Par retour de courrier du 23 septembre 2024, la prise en charge de Monsieur (A) fut refusée par les autorités suisses sur base de l’article 18 (1) a), précité, du règlement Dublin III, au motif de l’inapplicabilité dudit règlement compte tenu du fait que l’intéressé bénéficiait du statut de réfugié en Suisse depuis le 27 janvier 2011. En revanche, la prise en charge de Monsieur (A) fut acceptée par lesdites autorités suisses sur base de l’article 6 (2) de la directive 2008/115/CE du parlement européen et du conseil du 16 décembre 2008 relative aux normes et procédures communes applicables dans les Etats membres au retour des ressortissants de pays tiers en séjour irrégulier et de l’accord bilatéral de réadmission entre la Suisse et le Luxembourg.
Le 8 octobre 2024, Monsieur (A) fut entendu par un agent du ministère dans le cadre d’un entretien concernant la recevabilité de sa demande de protection internationale.
Par un arrêté du 16 octobre 2024, notifié à l’intéressé en mains propres le lendemain, le ministre des Affaires intérieures, ci-après désigné par « le ministre », prit une décision de départ à l’encontre de Monsieur (A) constatant l’irrégularité de son séjour sur le territoire luxembourgeois, tout en informant ce dernier qu’il est tenu de se rendre immédiatement en Suisse, Etat qui lui aurait accordé une protection internationale.
Par décision du 17 octobre 2024, notifiée à l’intéressé en mains propres le même jour, le ministre informa Monsieur (A) que sa demande de protection internationale avait été déclarée irrecevable sur base de l’article 28 (2) b) de la loi du 18 décembre 2015, au motif qu’une protection internationale lui avait été accordée par un premier pays d’asile, en l’occurrence la Suisse, cette décision étant libellée comme suit :
« […] En date du 16 août 2024, vous avez introduit une demande de protection internationale sur base de la loi modifiée du 18 décembre 2015 relative à la protection internationale et à la protection temporaire (ci-après dénommée « la Loi de 2015 »).
Je tiens à vous informer qu’en vertu des dispositions de l’article 28 (2) b) et de l’article 29 de la Loi de 2015, votre demande de protection internationale est irrecevable au motif qu’une protection internationale vous a été accordée par un premier pays d’asile, en l’occurrence la Suisse.

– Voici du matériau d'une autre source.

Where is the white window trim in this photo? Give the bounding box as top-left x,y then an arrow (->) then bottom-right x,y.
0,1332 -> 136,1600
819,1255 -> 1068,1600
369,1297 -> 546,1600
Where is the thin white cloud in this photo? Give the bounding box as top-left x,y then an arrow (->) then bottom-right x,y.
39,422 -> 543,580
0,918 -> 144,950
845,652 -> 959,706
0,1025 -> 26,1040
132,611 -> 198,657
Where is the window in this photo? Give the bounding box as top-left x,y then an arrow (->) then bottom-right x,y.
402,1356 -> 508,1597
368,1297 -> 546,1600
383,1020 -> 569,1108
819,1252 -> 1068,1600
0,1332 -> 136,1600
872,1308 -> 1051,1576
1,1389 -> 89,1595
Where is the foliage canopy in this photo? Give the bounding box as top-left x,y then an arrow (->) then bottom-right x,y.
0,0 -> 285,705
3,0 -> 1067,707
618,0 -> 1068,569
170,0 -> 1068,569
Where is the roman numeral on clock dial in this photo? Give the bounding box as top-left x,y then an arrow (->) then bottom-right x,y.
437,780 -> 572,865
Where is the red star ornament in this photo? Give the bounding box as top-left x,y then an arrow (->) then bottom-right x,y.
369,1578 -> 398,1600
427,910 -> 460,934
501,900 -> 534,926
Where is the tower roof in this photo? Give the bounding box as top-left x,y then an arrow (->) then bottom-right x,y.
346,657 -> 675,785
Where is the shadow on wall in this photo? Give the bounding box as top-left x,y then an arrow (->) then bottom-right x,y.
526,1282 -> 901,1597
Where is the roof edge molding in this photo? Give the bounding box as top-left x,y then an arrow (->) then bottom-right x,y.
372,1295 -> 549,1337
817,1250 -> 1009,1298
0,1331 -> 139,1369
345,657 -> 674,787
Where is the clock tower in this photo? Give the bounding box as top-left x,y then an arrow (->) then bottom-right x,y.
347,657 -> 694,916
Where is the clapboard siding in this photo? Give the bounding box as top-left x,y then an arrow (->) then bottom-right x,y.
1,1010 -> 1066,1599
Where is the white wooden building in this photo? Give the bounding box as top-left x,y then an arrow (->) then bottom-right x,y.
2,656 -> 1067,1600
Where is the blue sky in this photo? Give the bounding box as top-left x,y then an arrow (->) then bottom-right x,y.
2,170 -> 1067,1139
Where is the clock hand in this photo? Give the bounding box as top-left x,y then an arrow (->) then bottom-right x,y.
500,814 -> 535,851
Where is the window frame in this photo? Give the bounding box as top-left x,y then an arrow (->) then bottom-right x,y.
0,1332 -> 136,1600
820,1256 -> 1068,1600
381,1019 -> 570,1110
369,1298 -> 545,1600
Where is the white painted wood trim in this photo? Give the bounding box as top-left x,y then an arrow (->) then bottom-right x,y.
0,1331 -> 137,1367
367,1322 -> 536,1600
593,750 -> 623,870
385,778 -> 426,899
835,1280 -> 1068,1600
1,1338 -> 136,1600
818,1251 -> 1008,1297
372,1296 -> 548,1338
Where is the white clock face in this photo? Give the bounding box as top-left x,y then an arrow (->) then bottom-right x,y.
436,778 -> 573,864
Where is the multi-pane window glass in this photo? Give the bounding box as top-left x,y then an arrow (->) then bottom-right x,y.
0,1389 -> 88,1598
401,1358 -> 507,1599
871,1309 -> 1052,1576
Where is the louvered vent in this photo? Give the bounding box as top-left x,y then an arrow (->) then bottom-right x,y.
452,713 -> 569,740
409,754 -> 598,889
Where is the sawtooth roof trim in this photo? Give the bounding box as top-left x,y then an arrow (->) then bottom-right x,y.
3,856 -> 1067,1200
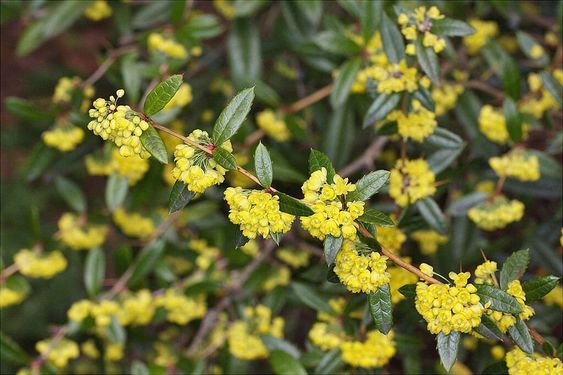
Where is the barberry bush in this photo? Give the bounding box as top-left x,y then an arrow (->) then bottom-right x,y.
2,0 -> 563,374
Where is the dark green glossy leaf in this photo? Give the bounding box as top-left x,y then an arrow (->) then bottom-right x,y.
499,249 -> 529,290
398,283 -> 416,299
276,192 -> 314,216
84,247 -> 105,297
542,71 -> 563,108
330,58 -> 361,108
368,284 -> 393,334
507,319 -> 534,354
105,173 -> 129,212
269,350 -> 307,375
431,18 -> 475,36
143,74 -> 183,116
415,38 -> 440,84
448,192 -> 488,216
436,331 -> 460,372
380,14 -> 405,64
522,276 -> 559,302
55,175 -> 86,212
128,240 -> 166,287
228,18 -> 262,84
502,58 -> 521,100
503,97 -> 523,143
517,31 -> 549,65
107,316 -> 126,344
323,235 -> 343,265
426,128 -> 464,149
427,147 -> 463,174
140,125 -> 168,164
363,93 -> 400,128
475,284 -> 523,314
261,335 -> 301,359
0,332 -> 30,366
212,87 -> 255,145
291,282 -> 333,313
309,149 -> 336,182
473,315 -> 503,341
347,170 -> 390,202
416,198 -> 447,235
361,0 -> 382,42
212,146 -> 237,170
358,208 -> 394,227
169,181 -> 195,213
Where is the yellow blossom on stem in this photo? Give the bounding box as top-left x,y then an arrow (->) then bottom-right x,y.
113,208 -> 155,239
340,330 -> 396,368
155,289 -> 207,325
14,249 -> 67,279
84,0 -> 112,21
398,6 -> 446,54
58,213 -> 107,250
373,60 -> 421,94
36,339 -> 79,368
42,124 -> 85,152
389,158 -> 436,207
432,83 -> 464,116
376,225 -> 406,254
463,19 -> 498,54
0,285 -> 27,308
489,149 -> 540,182
411,230 -> 448,255
276,247 -> 310,268
468,195 -> 524,231
262,266 -> 291,291
189,238 -> 221,270
387,100 -> 437,142
308,322 -> 346,351
117,289 -> 155,326
148,33 -> 188,59
256,110 -> 291,142
474,260 -> 497,285
239,239 -> 259,256
505,347 -> 563,374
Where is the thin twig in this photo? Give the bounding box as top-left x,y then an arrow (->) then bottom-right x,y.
281,84 -> 332,114
81,46 -> 136,89
338,137 -> 388,177
0,263 -> 20,283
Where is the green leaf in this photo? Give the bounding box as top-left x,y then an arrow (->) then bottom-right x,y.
447,192 -> 488,216
473,315 -> 504,342
23,143 -> 56,182
228,18 -> 262,85
178,14 -> 223,39
212,87 -> 255,145
5,97 -> 51,122
426,128 -> 464,149
358,208 -> 394,227
143,74 -> 183,116
262,335 -> 301,359
269,350 -> 307,375
313,30 -> 363,56
380,14 -> 405,64
475,284 -> 523,314
105,173 -> 129,212
413,87 -> 435,112
275,192 -> 314,217
212,147 -> 237,171
522,276 -> 559,302
131,361 -> 149,375
508,319 -> 534,354
502,58 -> 521,100
398,283 -> 416,299
542,71 -> 563,108
314,349 -> 345,375
169,181 -> 195,213
323,235 -> 343,265
254,142 -> 273,187
107,316 -> 126,344
16,1 -> 89,56
368,284 -> 393,334
290,282 -> 333,313
347,170 -> 390,202
0,332 -> 30,366
436,331 -> 460,372
415,38 -> 440,84
128,240 -> 166,287
431,18 -> 475,36
481,362 -> 509,375
363,93 -> 401,128
309,149 -> 336,182
499,249 -> 529,290
516,31 -> 549,65
84,247 -> 105,297
139,125 -> 168,164
271,232 -> 282,246
503,97 -> 523,143
361,0 -> 382,42
55,176 -> 86,212
330,58 -> 361,108
121,56 -> 142,104
416,198 -> 447,235
427,147 -> 463,174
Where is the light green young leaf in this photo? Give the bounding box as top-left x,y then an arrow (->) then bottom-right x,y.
105,173 -> 129,212
499,249 -> 529,290
324,235 -> 343,265
416,198 -> 448,234
368,284 -> 393,334
143,74 -> 183,116
212,147 -> 237,171
358,208 -> 394,227
330,58 -> 361,108
55,176 -> 86,212
415,38 -> 440,84
254,142 -> 273,187
139,125 -> 169,164
475,284 -> 523,314
436,331 -> 460,372
347,170 -> 390,202
212,87 -> 255,145
168,181 -> 195,213
84,247 -> 105,297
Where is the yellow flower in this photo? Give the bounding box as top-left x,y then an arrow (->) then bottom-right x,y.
388,263 -> 418,303
464,19 -> 498,54
474,260 -> 497,285
398,7 -> 446,54
276,247 -> 310,268
214,0 -> 236,19
340,330 -> 396,368
468,196 -> 524,231
117,289 -> 155,326
334,240 -> 390,293
84,0 -> 112,21
81,340 -> 100,359
491,345 -> 505,361
529,44 -> 545,59
163,83 -> 193,111
240,239 -> 259,256
58,213 -> 107,250
262,266 -> 291,291
373,60 -> 420,94
544,285 -> 563,308
411,230 -> 448,255
86,149 -> 150,185
172,129 -> 232,193
256,110 -> 291,142
432,83 -> 464,116
489,149 -> 540,181
67,300 -> 94,322
0,285 -> 27,308
189,238 -> 221,270
478,105 -> 509,144
14,249 -> 67,279
505,347 -> 563,374
376,225 -> 406,254
308,322 -> 346,350
42,124 -> 85,152
419,263 -> 434,277
87,90 -> 151,158
155,289 -> 207,325
36,339 -> 79,368
387,100 -> 437,142
228,305 -> 284,360
519,73 -> 560,118
225,187 -> 295,240
476,180 -> 496,195
113,208 -> 155,239
389,159 -> 436,207
148,33 -> 188,59
105,343 -> 124,362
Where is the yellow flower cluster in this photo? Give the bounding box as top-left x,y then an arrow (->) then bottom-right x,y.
388,263 -> 418,303
213,0 -> 236,19
376,225 -> 406,254
52,76 -> 94,107
387,100 -> 437,142
81,340 -> 99,359
228,305 -> 284,360
334,240 -> 390,293
0,286 -> 26,308
256,110 -> 291,142
300,168 -> 364,240
340,331 -> 396,368
520,73 -> 560,118
148,33 -> 188,59
411,230 -> 448,255
14,249 -> 67,279
398,6 -> 446,54
309,322 -> 346,350
389,159 -> 436,207
105,343 -> 125,362
84,0 -> 112,21
317,297 -> 347,323
415,272 -> 484,334
58,213 -> 107,250
87,90 -> 151,158
276,247 -> 310,268
36,339 -> 79,368
155,289 -> 207,325
468,196 -> 524,231
491,345 -> 506,361
172,130 -> 232,193
262,266 -> 291,291
113,208 -> 155,239
240,239 -> 259,256
373,60 -> 421,94
68,299 -> 119,327
189,239 -> 221,270
349,32 -> 389,93
86,149 -> 150,185
474,260 -> 497,285
224,187 -> 295,240
463,19 -> 498,54
42,125 -> 85,152
505,348 -> 563,375
117,289 -> 155,326
489,149 -> 540,181
478,105 -> 509,144
544,285 -> 563,308
432,83 -> 464,116
163,83 -> 193,111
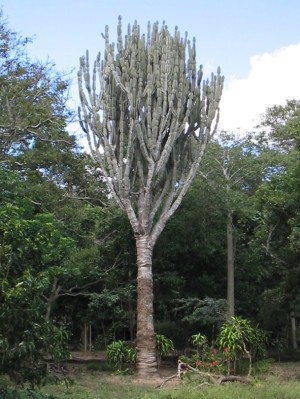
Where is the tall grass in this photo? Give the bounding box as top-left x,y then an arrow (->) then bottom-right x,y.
142,382 -> 300,399
40,378 -> 300,399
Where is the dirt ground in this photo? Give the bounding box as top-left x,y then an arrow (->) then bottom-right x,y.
67,351 -> 179,386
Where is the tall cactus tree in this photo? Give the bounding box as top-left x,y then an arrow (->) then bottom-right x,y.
78,18 -> 223,378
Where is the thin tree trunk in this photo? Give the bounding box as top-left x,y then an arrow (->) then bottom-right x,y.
45,277 -> 60,321
291,313 -> 298,350
135,234 -> 158,378
227,211 -> 235,318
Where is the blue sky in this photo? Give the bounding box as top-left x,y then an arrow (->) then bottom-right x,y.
1,0 -> 300,133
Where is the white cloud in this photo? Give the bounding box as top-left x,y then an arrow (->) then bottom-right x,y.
219,43 -> 300,133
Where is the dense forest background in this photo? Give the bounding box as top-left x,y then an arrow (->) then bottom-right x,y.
0,12 -> 299,381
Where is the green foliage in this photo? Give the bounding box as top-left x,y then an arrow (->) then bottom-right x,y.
180,320 -> 269,376
153,176 -> 228,335
247,102 -> 300,337
0,374 -> 10,392
155,321 -> 187,350
182,333 -> 227,374
259,99 -> 300,150
106,341 -> 136,372
0,204 -> 75,278
189,333 -> 207,354
0,388 -> 56,399
217,317 -> 259,358
0,9 -> 73,166
0,202 -> 72,387
155,334 -> 174,367
1,4 -> 300,378
88,284 -> 135,346
155,334 -> 174,356
216,317 -> 268,375
175,297 -> 227,327
0,287 -> 70,386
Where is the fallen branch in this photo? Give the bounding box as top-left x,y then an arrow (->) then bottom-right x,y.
155,373 -> 179,388
155,361 -> 253,389
178,361 -> 219,384
217,375 -> 252,384
176,361 -> 253,385
199,381 -> 214,387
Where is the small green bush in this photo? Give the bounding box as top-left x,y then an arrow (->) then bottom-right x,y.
106,340 -> 136,372
155,334 -> 174,357
217,316 -> 269,375
155,334 -> 174,367
180,333 -> 227,375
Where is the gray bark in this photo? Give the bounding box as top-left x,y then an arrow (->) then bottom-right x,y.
291,314 -> 298,350
135,234 -> 157,376
227,211 -> 235,318
45,277 -> 60,321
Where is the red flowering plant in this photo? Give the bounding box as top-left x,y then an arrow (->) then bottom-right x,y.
198,347 -> 227,374
184,333 -> 227,375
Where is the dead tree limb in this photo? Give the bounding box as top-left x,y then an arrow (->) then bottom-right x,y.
175,361 -> 252,386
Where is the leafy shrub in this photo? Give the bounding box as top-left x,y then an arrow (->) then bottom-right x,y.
106,340 -> 136,372
155,334 -> 174,356
0,206 -> 72,388
0,318 -> 70,388
189,333 -> 208,355
181,332 -> 227,375
155,334 -> 174,366
180,321 -> 269,377
216,316 -> 269,375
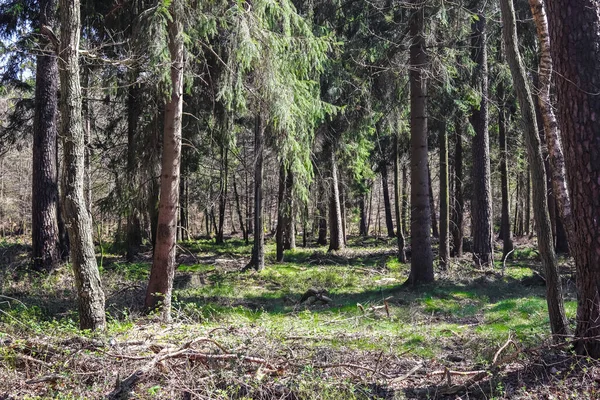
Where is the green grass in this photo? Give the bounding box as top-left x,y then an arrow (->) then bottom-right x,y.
0,237 -> 582,398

Force est en effet de constater qu’aux termes de l’article 29 de la Loi de 2015, « Un pays peut être considéré comme le premier pays d’asile d’un demandeur déterminé, si le demandeur :
a) s’est vu reconnaître la qualité de réfugié dans ce pays et peut encore se prévaloir de cette protection ; (…) Il ressort du paragraphe (2) de ce même article qu’en appliquant le concept de premier pays d’asile, le ministre tient compte des dispositions de l’article 31, paragraphe (1) qui dispose que :
« Le ministre peut appliquer la notion de pays tiers sûr uniquement lorsqu’il a acquis la certitude que dans le pays tiers concerné, le demandeur sera traité conformément aux principes suivants:
a) le demandeur n’a à craindre ni pour sa vie ni pour sa liberté en raison de sa race, de sa religion, de sa nationalité, de son appartenance à un groupe social particulier ou de ses opinions politiques;
b) il n’existe aucun risque d’atteintes graves au sens du chapitre 3 de la présente loi;
c) le principe de non-refoulement est respecté conformément à la Convention de Genève;
d) l’interdiction, prévue par le droit international, de prendre des mesures d’éloignement contraires à l’interdiction de la torture et des traitements cruels, inhumains ou dégradants, y est respectée;
e) la possibilité existe de solliciter la reconnaissance du statut de réfugié et, si ce statut est accordé, de bénéficier d’une protection conformément à la Convention de Genève. ».
Monsieur, il ressort de votre dossier administratif que vous avez obtenu une protection internationale en Suisse en date du 27 janvier 2011. Par la suite, selon vos déclarations confirmées par le rapport de police, vous auriez fait l’objet d’une condamnation à une peine privative de liberté de 16 mois par le tribunal d’arrondissement de St. Gallen le 17 août 2021.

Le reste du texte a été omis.